When a decision is made in a state of uncertainty, it has to be evaluated in that state of uncertainty. For it is the uncertainty that imposes the greatest cost. In the case of TARP, the key question is to determine whether the government negotiated the right terms on behalf of the people at the time of the decision, when the banks faced enormous existential uncertainty. There is little question that the government did not get a good deal. Just take a look at the kinds of deals that the banks themselves get when they save failing companies from bankruptcy! (This often involves the banks owning a vast majority of the shares of said companies in addition to multifarious onerous conditions.) Or, how banks act when we don't pay our credit card or loan bills: is it okay for us to stop paying for a year, repay the amount in full, and declare no harm done?
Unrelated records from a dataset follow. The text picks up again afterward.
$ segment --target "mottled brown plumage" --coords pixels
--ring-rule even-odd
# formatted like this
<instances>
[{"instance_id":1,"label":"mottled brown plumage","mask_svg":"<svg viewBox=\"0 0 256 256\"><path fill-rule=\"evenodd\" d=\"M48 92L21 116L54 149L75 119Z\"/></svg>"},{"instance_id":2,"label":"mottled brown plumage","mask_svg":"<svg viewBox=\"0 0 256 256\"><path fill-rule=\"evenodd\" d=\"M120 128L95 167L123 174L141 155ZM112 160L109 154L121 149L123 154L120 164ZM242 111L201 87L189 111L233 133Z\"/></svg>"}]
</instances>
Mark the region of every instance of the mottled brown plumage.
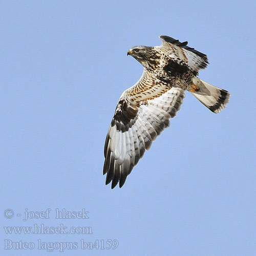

Of course, there were a zillion other policies not called TARP that directly benefited banks at a cost to the people, and thus a variety of arguments why the bank rescue was not costless. My favorite is the suspension of mark-to-market accounting so banks can list their assets at fictitious prices (some of these assets are cash flows from "liar loans" and so on). I will outsource the big picture to economist Dean Baker who does a great job "beating the press" every day (here, and here).